Talk by Jennifer Welch: «Message-Passing Implementations of Shared Data Structures»

Speaker: Jennifer Welch
Location: Room Gilles Kahn, Bâtiment Turing, École polytechnique
Date: Wed, 7 Nov 2018, 14:00-15:00

We have the pleasure to announce a seminar by Jennifer Welch (Texas A&M University) about her work on Message-Passing Implementations of Shared Data Structures.

Abstract: Distributed storage, or shared data, is a vital mechanism for communication among processes in distributed systems, and facilitates the development of higher-level applications. Although shared data is a convenient abstraction, it is not generally provided in large-scale distributed systems. Instead, processes keep individual copies of the data, and communicate by sending messages to keep the copies consistent. After providing background on this topic, we will focus (separately) on two intriguing aspects: systems that experience churn, where the set of participating processes changes dynamically; and target data structures whose specifications are relaxed.

We will present a recent algorithm for implementing a shared register in a dynamic system with ongoing churn that works in an asynchronous system. The algorithm is correct as long as the number of processes entering and leaving during a fixed time interval is at most a constant fraction of the current system size. The algorithm tolerates process crashes as long as the number of failed processes in the system is at most a constant fraction of the current system size. We also show a lower bound on the crash-resilience for this problem. This work is by Attiya, Chung, Ellen, Kumar, and Welch.

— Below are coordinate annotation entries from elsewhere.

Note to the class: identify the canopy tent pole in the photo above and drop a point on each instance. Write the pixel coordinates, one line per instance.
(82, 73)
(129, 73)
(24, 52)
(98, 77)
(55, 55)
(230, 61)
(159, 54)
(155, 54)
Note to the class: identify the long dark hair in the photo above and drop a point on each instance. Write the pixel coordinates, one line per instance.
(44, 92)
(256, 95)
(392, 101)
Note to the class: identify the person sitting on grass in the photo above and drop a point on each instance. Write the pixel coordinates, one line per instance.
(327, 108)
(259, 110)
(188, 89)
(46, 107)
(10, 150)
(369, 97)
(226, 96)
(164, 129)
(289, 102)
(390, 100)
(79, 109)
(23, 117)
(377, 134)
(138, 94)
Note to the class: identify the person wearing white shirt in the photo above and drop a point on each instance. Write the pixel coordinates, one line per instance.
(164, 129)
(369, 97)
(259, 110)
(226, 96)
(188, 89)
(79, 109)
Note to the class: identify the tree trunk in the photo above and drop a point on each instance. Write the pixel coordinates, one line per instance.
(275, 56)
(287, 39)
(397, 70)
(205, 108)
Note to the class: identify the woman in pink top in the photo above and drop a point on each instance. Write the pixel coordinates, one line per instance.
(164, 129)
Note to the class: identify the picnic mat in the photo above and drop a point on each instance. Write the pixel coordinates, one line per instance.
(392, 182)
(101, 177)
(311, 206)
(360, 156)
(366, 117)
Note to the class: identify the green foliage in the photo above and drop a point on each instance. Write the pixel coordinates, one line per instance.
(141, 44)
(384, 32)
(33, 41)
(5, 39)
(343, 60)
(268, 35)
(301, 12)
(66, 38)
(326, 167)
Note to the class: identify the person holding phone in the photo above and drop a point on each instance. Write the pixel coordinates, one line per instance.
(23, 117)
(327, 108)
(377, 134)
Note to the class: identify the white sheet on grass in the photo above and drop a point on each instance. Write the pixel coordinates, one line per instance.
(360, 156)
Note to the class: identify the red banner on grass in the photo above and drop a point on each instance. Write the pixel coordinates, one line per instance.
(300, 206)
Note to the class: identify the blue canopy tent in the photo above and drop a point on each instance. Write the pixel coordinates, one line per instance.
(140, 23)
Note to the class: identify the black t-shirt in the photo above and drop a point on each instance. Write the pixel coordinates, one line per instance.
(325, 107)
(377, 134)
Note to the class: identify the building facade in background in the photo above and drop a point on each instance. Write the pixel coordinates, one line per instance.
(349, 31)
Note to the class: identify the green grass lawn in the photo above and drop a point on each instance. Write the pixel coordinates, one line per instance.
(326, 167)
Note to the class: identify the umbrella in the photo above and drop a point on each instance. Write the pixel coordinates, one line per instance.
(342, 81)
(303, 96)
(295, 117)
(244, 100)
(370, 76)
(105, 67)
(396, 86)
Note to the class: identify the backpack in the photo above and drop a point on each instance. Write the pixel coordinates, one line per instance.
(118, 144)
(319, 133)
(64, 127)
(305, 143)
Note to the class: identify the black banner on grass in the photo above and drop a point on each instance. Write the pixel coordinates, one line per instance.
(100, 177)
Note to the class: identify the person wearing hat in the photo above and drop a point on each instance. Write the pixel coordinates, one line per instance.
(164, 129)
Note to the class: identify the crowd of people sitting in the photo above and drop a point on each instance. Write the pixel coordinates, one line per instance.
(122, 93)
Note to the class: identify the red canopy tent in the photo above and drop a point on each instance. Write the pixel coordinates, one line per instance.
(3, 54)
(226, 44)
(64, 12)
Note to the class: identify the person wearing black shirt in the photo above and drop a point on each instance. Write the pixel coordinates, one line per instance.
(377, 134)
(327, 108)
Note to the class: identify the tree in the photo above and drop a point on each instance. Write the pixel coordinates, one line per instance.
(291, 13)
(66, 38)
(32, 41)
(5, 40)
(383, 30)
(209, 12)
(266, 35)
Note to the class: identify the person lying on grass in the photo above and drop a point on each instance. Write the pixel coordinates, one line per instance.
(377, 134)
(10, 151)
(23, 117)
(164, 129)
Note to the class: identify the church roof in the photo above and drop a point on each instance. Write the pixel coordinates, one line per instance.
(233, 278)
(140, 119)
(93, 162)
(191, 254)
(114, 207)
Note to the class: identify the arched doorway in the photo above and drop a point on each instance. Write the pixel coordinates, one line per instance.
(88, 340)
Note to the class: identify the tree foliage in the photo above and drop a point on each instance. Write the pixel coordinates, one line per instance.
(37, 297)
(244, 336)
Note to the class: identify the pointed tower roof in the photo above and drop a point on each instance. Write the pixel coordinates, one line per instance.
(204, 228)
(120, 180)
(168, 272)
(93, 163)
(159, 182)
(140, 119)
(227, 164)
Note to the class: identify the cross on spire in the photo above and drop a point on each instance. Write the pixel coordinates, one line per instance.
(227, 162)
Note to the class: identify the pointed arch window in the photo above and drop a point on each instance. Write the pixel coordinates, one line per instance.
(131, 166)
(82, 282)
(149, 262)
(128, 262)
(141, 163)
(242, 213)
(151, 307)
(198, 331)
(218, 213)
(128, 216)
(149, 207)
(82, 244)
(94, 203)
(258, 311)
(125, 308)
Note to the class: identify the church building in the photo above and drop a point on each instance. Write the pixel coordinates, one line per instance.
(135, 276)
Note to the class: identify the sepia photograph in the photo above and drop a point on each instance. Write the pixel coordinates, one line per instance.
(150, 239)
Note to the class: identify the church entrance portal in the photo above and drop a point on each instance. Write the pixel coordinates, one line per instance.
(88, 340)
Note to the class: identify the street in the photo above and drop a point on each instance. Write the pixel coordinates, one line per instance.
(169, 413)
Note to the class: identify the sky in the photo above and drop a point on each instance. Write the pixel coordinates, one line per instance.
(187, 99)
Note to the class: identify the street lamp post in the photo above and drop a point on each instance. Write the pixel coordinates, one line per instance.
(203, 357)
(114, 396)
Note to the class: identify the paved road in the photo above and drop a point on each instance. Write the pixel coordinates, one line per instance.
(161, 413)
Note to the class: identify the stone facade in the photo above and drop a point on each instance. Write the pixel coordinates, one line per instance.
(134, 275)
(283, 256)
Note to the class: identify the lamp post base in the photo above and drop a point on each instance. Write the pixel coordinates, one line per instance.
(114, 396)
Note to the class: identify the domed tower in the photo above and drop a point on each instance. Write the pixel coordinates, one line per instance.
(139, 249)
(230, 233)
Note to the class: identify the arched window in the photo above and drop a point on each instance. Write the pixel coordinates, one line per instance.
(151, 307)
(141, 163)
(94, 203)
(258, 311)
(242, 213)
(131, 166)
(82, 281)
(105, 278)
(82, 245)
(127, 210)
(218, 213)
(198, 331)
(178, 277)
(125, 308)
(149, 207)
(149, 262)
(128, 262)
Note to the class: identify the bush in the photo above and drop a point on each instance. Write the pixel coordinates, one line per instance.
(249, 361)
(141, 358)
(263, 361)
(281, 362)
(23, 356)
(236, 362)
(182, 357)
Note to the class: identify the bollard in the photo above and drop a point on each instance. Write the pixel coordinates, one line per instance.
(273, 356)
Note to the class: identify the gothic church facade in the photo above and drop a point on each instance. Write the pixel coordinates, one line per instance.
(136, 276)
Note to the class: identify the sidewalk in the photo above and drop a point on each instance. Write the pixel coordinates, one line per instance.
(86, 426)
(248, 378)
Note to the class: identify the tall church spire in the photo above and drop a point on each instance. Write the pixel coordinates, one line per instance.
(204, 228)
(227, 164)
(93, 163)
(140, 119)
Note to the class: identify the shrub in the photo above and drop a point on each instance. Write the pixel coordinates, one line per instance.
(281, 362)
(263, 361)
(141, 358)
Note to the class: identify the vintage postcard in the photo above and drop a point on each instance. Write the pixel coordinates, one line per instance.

Finally, we will consider distributed implementations of shared data structures with relaxed specifications. Strongly consistent implementations of shared objects with strict semantics are provably expensive, fueling interest in relaxations. A data type relaxation adds a small amount of non-determinism to the specification which can reduce the required frequency of expensive synchronization. We will present recent algorithms for different kinds of relaxed queues as well as lower bounds on the worst-case and amortized operation latency for the problem. Our results show that the algorithms are asymptotically optimal and that there is an inherent complexity gap between different levels of relaxation. This work is by Byrnes, Talmage, and Welch.